After writing yesterday's post, I found I was still muttering about Michael Ruse's paper. So I thought to myself, why should I just rant here at the blog? How about I get down to business and write a proper journal article about it?
Mentally I started doing just that. To my surprise, I found the article practically writing itself. I quickly had an outline of what I wanted to say, started composing paragraphs, and thought about various books and articles I would want to cite. I started to get excited. Figured I could toss it off in a week, and then get back to my various other unfinished projects.
Of course, upon having decided to write a paper it behooves you to go prowling through the literature, to see what everyone else has been saying. So I spent part of this afternoon browsing through back issues of Zygon, which published the paper I discussed yesterday. Zygon is a journal about science and religion, you see.
Well, it wasn't long before I came across the article, “Michael Ruse On Science and Faith: Seeking Mutual Understanding,” by philosopher David Wisdo, from the September 2011 issue of the journal. The abstract made it clear that Wisdo was not impressed with Ruse's attempt at science/religion reconciliation. Wisdo was addressing Ruse's then recent book Science and Spirituality. The Ruse paper I addressed yesterday was basically an abbreviated version of the argument from the book.
I started to get nervous. Had Wisdo anticipated me? So I read the article. And the nervousness turned to defeat. The two main points I made in yesterday's post: that Ruse was essentially making a God of the gaps argument, and that he was putting religion in a highly subordinate position relative to science, were discussed at length in Wisdo's paper. Discussed in almost precisely the terms I had in mind.
Ruse replied to Wisdo in the same issue of the journal, and I'm sure you'll be shocked to learn that for the most part I found his replies inadequate. I can think of other articles that could be written around this issue, that would use Ruse's views as just one part of a larger argument. So I may yet write a paper about this. (Whether I could get it published is a separate issue!) But it will definitely take longer than a week, which means it has to get in line behind a bunch of other partially-formed projects.
Oh well! Maybe I should just stick to math.
This also shows that no real communication is taking place - it does not appear as if Ruse is impressed with counter-arguments or he wouldn't have repeated the same refuted stuff again, nor are others impressed with Ruse's arguments. Nobody who has entered the discussion will ever ever move.
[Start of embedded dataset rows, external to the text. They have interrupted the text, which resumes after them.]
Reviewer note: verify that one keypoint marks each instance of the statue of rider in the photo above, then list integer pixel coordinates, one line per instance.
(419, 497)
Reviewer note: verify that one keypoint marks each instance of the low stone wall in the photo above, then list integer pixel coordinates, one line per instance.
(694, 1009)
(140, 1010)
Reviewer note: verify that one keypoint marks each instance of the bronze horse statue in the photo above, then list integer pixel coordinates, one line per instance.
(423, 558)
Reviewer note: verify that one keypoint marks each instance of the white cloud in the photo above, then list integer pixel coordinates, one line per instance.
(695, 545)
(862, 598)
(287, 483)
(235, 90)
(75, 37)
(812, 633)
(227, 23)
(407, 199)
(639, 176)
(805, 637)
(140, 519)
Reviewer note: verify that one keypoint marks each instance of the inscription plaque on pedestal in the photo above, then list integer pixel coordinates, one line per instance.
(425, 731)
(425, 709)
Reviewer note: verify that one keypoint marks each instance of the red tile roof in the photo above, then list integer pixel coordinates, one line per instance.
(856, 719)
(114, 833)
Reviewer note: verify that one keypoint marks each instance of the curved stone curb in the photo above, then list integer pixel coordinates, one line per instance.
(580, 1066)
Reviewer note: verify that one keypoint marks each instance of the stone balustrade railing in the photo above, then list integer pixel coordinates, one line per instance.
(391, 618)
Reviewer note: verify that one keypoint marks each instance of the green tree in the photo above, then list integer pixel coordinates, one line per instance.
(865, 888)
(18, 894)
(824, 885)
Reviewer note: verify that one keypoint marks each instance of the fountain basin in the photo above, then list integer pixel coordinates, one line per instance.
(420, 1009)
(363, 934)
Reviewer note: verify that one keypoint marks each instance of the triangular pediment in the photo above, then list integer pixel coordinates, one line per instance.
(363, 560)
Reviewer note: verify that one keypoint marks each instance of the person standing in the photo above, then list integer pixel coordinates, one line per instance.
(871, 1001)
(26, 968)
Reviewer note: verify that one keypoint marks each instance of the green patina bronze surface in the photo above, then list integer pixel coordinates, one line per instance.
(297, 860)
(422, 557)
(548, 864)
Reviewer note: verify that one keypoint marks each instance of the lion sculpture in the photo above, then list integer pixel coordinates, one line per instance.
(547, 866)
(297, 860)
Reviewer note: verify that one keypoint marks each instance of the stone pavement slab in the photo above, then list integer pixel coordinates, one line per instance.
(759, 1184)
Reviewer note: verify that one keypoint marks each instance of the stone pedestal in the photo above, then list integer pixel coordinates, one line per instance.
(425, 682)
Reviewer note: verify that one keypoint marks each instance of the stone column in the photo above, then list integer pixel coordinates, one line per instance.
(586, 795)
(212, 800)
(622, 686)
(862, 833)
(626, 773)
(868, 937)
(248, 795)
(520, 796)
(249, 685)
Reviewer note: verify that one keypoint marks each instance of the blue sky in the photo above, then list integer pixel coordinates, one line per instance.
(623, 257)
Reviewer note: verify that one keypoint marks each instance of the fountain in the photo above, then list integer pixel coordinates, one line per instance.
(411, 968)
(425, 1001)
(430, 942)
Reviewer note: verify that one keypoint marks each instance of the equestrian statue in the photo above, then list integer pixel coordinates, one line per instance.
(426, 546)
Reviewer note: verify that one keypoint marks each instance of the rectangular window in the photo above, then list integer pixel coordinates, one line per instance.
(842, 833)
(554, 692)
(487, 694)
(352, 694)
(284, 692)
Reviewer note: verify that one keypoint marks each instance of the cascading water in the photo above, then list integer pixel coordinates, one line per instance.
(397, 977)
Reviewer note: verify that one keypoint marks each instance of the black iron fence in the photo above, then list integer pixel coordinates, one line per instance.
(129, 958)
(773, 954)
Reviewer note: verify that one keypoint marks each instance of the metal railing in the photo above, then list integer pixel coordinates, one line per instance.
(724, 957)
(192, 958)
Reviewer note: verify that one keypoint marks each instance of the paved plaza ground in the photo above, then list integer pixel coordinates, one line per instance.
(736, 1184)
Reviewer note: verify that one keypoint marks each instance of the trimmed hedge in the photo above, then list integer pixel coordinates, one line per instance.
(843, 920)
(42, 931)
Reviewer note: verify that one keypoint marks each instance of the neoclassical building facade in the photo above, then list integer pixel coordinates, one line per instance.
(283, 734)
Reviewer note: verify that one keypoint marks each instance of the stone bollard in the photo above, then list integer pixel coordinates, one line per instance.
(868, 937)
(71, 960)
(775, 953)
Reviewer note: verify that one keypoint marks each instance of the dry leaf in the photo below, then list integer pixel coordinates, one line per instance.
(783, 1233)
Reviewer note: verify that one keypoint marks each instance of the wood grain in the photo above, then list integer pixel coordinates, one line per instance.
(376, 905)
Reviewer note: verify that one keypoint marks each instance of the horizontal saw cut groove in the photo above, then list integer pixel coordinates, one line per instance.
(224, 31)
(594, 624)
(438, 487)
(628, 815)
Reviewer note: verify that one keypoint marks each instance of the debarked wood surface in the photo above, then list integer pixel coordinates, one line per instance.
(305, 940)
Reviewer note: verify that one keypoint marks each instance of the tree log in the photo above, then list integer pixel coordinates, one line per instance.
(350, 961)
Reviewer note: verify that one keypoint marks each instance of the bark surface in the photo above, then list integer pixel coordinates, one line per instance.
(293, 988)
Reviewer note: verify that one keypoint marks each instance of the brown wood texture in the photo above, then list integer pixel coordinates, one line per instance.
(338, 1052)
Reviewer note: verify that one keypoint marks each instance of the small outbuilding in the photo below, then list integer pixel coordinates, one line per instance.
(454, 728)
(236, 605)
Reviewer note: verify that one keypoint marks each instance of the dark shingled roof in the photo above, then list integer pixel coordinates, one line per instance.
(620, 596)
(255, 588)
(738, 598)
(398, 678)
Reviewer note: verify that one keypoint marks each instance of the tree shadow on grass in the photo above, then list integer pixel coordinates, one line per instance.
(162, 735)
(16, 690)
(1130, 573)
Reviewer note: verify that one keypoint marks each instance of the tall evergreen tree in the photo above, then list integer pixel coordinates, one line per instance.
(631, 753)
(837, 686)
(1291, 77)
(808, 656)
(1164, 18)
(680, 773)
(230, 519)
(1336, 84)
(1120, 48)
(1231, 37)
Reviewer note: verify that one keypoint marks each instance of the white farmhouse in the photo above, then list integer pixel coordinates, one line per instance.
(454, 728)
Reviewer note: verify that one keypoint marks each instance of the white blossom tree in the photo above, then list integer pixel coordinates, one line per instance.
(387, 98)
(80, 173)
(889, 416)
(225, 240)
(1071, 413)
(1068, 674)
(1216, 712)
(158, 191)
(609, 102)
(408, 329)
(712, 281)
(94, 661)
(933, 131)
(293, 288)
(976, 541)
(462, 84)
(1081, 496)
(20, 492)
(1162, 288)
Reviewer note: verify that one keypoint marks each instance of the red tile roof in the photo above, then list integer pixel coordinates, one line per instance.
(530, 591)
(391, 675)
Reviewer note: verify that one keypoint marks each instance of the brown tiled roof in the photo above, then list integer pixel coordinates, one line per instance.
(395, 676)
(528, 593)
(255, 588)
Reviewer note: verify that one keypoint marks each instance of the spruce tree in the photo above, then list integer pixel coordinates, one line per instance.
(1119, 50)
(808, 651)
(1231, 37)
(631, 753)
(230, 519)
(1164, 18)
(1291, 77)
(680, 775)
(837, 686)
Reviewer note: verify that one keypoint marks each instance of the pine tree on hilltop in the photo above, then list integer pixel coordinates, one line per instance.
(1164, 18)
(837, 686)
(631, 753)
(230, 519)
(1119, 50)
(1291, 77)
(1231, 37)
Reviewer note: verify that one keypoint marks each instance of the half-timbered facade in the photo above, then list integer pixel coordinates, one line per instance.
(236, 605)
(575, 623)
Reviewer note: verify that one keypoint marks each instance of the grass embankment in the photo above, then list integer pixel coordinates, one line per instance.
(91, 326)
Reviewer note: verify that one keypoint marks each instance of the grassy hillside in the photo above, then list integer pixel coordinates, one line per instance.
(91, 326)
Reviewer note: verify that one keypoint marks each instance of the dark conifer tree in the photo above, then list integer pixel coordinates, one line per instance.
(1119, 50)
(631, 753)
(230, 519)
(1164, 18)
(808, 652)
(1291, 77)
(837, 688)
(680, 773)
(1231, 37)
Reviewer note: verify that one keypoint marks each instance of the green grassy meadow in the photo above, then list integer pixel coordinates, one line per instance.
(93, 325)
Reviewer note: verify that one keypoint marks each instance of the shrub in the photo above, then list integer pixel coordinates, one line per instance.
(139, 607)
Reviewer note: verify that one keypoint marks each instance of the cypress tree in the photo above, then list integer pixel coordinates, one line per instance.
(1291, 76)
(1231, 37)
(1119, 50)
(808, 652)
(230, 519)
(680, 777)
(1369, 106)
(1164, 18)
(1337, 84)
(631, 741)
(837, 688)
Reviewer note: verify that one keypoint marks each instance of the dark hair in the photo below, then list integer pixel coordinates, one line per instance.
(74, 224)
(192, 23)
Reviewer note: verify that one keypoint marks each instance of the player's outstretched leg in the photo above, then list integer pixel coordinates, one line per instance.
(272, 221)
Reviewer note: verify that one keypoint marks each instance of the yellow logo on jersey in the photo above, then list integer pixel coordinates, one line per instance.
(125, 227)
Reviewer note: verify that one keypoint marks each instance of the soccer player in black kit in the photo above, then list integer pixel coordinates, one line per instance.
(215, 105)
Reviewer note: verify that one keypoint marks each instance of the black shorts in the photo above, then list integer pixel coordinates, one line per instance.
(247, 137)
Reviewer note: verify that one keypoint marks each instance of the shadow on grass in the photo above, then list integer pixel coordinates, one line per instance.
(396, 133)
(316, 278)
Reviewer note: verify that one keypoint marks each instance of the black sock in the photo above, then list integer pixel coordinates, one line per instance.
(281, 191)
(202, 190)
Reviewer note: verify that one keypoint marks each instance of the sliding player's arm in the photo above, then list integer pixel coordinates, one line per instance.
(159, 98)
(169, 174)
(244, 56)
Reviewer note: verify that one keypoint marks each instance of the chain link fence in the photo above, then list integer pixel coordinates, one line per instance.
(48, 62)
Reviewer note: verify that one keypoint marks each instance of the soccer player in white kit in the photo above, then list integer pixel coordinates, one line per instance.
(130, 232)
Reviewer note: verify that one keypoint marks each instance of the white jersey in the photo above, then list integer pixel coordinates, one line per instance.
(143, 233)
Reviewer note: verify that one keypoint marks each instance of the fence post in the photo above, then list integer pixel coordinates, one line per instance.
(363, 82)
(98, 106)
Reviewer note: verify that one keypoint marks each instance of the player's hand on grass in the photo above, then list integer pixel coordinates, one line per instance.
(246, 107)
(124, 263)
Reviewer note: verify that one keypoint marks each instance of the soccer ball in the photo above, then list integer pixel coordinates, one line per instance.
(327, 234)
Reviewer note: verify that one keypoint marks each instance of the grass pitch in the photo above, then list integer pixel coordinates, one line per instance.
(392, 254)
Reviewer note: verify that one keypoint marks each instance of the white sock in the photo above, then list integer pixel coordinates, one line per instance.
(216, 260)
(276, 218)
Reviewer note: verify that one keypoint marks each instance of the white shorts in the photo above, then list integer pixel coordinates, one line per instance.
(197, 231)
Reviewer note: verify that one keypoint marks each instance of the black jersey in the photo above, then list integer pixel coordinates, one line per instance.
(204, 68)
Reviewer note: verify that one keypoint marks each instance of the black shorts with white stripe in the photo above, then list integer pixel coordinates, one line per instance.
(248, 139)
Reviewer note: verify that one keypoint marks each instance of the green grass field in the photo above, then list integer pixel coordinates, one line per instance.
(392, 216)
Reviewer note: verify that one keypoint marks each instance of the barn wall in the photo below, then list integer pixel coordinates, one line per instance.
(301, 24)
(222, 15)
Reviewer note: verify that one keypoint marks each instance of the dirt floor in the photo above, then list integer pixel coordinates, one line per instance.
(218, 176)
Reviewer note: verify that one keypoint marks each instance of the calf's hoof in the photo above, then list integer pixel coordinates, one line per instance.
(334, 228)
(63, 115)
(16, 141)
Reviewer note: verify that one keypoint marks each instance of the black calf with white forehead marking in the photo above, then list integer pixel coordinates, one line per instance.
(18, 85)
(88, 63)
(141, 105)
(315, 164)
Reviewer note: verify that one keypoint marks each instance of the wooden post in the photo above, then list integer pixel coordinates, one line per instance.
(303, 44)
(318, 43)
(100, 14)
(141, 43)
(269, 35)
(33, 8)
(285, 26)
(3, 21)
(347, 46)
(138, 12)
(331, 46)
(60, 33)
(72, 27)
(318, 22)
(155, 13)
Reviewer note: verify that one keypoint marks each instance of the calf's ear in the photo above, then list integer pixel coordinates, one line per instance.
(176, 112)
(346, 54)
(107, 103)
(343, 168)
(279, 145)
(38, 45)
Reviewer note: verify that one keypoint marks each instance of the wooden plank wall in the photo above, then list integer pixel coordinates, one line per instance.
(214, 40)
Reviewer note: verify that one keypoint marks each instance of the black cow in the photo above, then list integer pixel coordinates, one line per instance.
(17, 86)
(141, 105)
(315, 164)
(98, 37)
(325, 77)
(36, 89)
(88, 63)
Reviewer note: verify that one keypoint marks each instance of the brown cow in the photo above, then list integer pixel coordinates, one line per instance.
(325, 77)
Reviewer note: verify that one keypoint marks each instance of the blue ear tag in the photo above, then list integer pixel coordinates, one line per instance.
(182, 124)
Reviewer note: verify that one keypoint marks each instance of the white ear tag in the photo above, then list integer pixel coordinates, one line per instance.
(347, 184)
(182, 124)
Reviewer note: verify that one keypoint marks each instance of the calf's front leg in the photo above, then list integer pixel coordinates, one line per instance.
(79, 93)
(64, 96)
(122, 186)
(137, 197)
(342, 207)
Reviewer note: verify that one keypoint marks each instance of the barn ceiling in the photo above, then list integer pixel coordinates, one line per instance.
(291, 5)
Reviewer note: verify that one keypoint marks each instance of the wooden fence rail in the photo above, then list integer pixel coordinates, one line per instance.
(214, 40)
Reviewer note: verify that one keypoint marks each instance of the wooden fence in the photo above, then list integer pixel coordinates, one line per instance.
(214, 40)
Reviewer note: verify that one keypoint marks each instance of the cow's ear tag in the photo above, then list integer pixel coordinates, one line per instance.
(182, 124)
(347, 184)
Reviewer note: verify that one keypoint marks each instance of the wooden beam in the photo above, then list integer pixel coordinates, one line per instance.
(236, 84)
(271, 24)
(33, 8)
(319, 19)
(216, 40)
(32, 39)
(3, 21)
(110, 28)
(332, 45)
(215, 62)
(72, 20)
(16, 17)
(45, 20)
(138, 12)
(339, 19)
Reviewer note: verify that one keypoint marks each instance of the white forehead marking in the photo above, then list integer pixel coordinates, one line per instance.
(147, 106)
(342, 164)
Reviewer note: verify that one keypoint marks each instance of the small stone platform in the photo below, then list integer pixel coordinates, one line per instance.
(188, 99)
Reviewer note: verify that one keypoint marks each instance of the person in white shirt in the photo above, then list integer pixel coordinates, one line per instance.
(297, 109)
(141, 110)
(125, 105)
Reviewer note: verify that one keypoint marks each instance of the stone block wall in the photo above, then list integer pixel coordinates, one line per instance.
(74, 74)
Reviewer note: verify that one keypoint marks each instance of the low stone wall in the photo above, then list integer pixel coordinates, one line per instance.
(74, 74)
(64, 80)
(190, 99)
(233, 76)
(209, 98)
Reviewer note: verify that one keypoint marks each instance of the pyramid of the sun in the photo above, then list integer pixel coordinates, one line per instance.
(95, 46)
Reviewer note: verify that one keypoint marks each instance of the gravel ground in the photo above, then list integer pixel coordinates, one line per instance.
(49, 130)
One hopes that it is at least influencing people on the fence.
And before anybody says that this is typical of philosophy and would not happen in the empirical sciences: I have seen the same in my area. People are the same everywhere.
F*ck Math! My (non-Emily) cat sitting (leashed) on my deck demands long form articles on why Ruse is both wrong and patronising.
(Don't f*ck math. First, its hard to have sex with noncorporeal ideas. Second, Math is awesome.)
Next time you're in Baltimore, I hope to buy you a drink and expound upon philosophy and math... or force you to adopt a local cat.
Thanks for the sentiment, I think, but please lay off the profanity. This is a family blog!
tgt wrote: "I hope to buy you a drink and expound upon philosophy and math"
Hmmm, if I were Jason, I would probably welcome an opportunity to discuss philosophy and math, but listening to someone else "expound" on those subjects doesn't sound appealing at all.
Sorry you've been scooped. But actually, I doubt that anything new has been published on the conflict between science and religion for many many years.
@ 6 : Exactly. These matters have long since been cut and dried. There is really nothing new ( i.e. interesting) to add to what was clearly exposed generations ago. All that remains is to take up and read those sources. My personal favorite: Bertrand Russell's treatments.
Science has much yet to reveal about the brain and its manifestation, consciousness and "higher" states of consciousness--what we feel to be spiritual experiences which, I believe, shall be found to all have completely natural neuronal sources which can be examined and from which we'll learn new things but none of it shall have the slightest things to do with either God, gods or organized religions.
Regarding, “These matters have long since been cut and dried.”
I find myself thinking of Francis Fukuyama’s 1989 essay The End of History. Written about the time the Soviet Union and the Warsaw Pact collapsed, it asserted the triumph of the West because Communism had failed and fascism and religious extremeism had already been discredited.
Oh how naïve we were.
Although the relationship between science and religion may seem settled, it is more like deadlocked; like trench warfare: neither side is able to gain advantage. The supporters of science seem to believe time is on their side, that by attrition they will ultimately prevail. This may even be correct, but the advocates for religion have not given up, and will not give up. If supporters of science take their eyes off the ball, things could quickly go wrong.
Rudeness and boorish behavior are not particularly helpful, but complacency would be catastrophic. If rational people keep up the fight, the religious side will eventually choke on its inherent inconsistencies.